Back in the 1700s, the Earl of Chesterfield wrote to his son: “The young leading the young is like the blind leading the blind; they will both fall into the ditch. The only sure guide is he who has often gone the road which you want to go. Let me be that guide, who has gone all roads, and who can consequently point out to you the best.”
There are many compelling reasons that the Earl’s advice to his son makes sense, and it helps explain why no one is better suited as learning coach than a caring parent.
• It’s Only Natural

No one knows your child better than you, the one who watched his personality take shape right before your eyes.
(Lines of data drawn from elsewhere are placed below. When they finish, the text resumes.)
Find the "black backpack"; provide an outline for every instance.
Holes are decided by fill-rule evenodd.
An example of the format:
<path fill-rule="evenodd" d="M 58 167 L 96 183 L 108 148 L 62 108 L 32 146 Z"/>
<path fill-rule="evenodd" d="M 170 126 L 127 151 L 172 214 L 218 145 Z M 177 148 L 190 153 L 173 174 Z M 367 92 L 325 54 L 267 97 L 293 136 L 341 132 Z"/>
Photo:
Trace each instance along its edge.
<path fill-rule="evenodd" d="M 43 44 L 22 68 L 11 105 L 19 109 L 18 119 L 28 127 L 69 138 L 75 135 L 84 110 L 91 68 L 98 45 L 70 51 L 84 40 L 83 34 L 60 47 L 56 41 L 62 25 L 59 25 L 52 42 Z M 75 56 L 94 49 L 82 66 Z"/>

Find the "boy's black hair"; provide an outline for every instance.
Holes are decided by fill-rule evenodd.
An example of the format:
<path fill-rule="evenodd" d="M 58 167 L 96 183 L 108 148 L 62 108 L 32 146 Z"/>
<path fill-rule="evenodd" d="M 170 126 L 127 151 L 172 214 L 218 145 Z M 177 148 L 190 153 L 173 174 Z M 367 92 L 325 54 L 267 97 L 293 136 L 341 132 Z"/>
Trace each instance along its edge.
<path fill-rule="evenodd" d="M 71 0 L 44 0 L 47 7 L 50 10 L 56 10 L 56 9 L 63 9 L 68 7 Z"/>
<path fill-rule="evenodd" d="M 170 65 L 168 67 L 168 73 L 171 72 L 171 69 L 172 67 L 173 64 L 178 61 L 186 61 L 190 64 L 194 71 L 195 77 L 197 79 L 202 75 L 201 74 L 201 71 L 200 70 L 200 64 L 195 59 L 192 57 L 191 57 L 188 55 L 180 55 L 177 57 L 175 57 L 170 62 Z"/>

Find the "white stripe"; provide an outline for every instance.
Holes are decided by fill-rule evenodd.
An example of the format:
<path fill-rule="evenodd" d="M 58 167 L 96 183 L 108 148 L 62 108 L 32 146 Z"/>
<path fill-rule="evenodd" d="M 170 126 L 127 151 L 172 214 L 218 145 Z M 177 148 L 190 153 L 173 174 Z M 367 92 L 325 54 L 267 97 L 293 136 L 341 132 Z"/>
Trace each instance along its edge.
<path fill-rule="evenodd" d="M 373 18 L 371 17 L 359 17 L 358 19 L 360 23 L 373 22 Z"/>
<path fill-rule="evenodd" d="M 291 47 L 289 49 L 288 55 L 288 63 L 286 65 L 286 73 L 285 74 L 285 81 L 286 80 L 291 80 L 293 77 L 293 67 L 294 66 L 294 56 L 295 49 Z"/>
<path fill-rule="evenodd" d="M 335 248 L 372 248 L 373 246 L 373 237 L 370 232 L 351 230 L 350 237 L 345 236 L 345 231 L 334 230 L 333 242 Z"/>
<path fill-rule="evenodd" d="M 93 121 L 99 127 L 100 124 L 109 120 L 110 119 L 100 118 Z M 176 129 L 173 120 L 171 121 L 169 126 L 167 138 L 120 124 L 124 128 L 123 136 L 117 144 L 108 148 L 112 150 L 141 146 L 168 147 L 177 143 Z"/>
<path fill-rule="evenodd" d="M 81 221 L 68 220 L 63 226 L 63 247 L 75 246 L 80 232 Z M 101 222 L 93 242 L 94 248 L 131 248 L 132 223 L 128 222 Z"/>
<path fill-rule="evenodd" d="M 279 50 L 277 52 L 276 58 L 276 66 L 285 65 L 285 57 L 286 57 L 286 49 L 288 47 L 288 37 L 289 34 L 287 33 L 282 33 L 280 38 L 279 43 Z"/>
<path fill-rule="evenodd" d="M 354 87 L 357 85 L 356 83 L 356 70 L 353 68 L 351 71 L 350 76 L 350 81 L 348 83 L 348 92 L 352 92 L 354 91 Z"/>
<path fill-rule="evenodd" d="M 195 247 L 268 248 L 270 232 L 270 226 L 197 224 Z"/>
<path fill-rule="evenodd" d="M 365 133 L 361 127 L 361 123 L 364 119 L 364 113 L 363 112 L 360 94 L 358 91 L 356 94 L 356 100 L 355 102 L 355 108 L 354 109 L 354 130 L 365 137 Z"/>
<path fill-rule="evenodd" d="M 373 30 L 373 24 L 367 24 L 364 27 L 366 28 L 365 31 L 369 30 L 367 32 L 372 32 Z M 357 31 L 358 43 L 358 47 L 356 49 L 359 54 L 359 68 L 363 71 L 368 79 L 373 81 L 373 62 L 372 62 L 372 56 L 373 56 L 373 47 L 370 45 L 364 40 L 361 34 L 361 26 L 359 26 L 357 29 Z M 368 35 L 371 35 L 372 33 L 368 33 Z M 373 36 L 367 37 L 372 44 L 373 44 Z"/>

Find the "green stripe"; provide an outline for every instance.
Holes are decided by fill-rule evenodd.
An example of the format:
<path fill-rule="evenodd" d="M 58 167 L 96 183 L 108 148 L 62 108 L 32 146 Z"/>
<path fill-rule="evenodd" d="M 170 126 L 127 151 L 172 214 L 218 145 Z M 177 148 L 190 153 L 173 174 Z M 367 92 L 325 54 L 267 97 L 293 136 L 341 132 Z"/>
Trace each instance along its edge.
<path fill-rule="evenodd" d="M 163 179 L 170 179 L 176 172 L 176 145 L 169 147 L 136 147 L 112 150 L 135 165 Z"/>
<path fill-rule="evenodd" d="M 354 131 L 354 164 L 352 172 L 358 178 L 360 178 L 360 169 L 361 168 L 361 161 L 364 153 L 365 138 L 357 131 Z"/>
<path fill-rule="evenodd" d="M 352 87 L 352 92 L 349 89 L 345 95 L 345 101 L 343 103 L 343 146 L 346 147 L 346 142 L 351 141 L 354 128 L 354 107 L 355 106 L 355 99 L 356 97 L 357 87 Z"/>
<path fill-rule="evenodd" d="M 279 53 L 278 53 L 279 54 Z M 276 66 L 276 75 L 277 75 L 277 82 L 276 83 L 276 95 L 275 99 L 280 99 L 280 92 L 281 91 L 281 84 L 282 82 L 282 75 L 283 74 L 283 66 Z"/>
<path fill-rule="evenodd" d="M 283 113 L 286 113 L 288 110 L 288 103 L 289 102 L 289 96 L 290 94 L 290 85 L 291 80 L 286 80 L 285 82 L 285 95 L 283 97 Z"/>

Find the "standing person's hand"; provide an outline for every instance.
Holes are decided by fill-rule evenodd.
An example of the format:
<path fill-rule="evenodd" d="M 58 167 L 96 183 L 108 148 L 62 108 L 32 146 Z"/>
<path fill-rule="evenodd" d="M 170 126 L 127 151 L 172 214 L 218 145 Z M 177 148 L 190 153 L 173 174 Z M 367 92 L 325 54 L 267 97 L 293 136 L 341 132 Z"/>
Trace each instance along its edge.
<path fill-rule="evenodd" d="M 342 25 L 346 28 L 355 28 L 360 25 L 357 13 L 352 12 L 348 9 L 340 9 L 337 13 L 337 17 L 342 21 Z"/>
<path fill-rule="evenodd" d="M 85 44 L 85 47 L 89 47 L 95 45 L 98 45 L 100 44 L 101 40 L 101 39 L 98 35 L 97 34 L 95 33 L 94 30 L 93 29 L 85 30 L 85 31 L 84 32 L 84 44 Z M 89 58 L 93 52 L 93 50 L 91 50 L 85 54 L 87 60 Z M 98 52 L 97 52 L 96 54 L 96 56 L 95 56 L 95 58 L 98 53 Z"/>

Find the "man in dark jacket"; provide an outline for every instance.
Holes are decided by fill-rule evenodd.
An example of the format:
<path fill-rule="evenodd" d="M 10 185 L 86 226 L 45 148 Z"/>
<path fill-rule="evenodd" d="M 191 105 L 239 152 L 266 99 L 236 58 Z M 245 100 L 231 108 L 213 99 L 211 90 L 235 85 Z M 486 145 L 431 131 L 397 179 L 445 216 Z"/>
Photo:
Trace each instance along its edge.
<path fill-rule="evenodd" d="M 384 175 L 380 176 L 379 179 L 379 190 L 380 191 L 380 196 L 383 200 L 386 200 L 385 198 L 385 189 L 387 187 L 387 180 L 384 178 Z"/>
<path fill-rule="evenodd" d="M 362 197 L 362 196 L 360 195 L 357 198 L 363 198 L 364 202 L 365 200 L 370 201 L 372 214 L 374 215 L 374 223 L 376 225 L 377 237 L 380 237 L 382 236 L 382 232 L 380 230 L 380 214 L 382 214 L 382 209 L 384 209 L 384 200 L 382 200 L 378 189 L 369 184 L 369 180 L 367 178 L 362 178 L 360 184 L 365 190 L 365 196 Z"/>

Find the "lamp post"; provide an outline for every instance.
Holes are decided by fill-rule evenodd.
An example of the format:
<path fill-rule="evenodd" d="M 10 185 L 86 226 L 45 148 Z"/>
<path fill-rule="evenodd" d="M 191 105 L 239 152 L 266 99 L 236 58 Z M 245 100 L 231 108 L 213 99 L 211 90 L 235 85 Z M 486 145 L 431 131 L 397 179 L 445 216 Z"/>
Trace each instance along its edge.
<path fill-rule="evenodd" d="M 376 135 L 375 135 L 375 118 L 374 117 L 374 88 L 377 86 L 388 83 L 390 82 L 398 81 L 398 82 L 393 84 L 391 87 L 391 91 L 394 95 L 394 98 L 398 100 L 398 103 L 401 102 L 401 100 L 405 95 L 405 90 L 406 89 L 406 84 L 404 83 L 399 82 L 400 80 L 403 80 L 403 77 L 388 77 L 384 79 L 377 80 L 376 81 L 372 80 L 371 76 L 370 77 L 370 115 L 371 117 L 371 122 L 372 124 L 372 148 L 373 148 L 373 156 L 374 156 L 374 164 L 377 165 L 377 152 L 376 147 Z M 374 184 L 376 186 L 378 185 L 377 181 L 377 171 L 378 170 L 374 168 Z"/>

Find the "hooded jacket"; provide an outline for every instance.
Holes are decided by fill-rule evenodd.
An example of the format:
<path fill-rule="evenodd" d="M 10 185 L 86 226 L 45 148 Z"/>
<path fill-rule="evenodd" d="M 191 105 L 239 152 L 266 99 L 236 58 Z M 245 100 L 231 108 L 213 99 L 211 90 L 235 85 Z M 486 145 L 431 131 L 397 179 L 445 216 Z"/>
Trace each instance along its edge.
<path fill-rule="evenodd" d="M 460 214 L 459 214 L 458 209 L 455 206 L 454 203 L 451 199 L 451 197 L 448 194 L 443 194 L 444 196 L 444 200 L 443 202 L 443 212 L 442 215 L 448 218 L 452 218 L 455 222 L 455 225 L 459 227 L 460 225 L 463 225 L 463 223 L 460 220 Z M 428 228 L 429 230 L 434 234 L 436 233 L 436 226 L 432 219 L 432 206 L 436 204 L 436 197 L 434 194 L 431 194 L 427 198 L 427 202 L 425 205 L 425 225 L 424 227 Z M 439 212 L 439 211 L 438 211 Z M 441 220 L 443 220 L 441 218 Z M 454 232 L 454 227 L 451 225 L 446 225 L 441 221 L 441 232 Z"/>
Since the advent of compulsory schooling about 150 years ago, it has become customary to spend a minimum of thirteen years focusing on children’s intellects as they grow. Thanks to this educational approach, during the same period our society slowly but steadily created a proliferation of studied “experts” in every realm possible, including the professionalization of teaching. Placing full confidence in school personnel’s expertise, some parents’ natural instincts related to child-rearing have atrophied with disuse. When an instinctual “feeling” does strike, we’re so used to the focus on intellect that we’ve grown very good at thinking feelings away.
But consider for a moment who shows baby tigers how to hunt, or little ducklings how to get around the pond. It’s a parent, of course! There is nothing more natural and valuable than parental guidance when it comes to helping a human child learn, too.
If you feel your parental instinctive skills could stand a little exercise, not to worry. While using many of the learning coach techniques in this book you’ll hone your instincts at the same time, in no time.
• No One Knows Your Child Better
While retaining the same teacher for several years in elementary grades is an on-going education fad in some sections of the country, more often a teacher charged with educating your child gets to know him – and usually a minimum of twenty or so other children – for ten months. The teacher may take time to review your child’s file filled with previous test scores and former teachers’ comments in a file, or even learn a thing or two through the more informal grapevine of the teachers’ lounge. But that’s it.
No one knows your child better than you, the one who watched his personality take shape right before your eyes. You’re the one who knows what interests, inspires, and intrigues. You’re also the one who knows what aggravates, agitates, and alienates. This information alone lets you help your child better than any Master’s degree or textbook or standardized test ever would.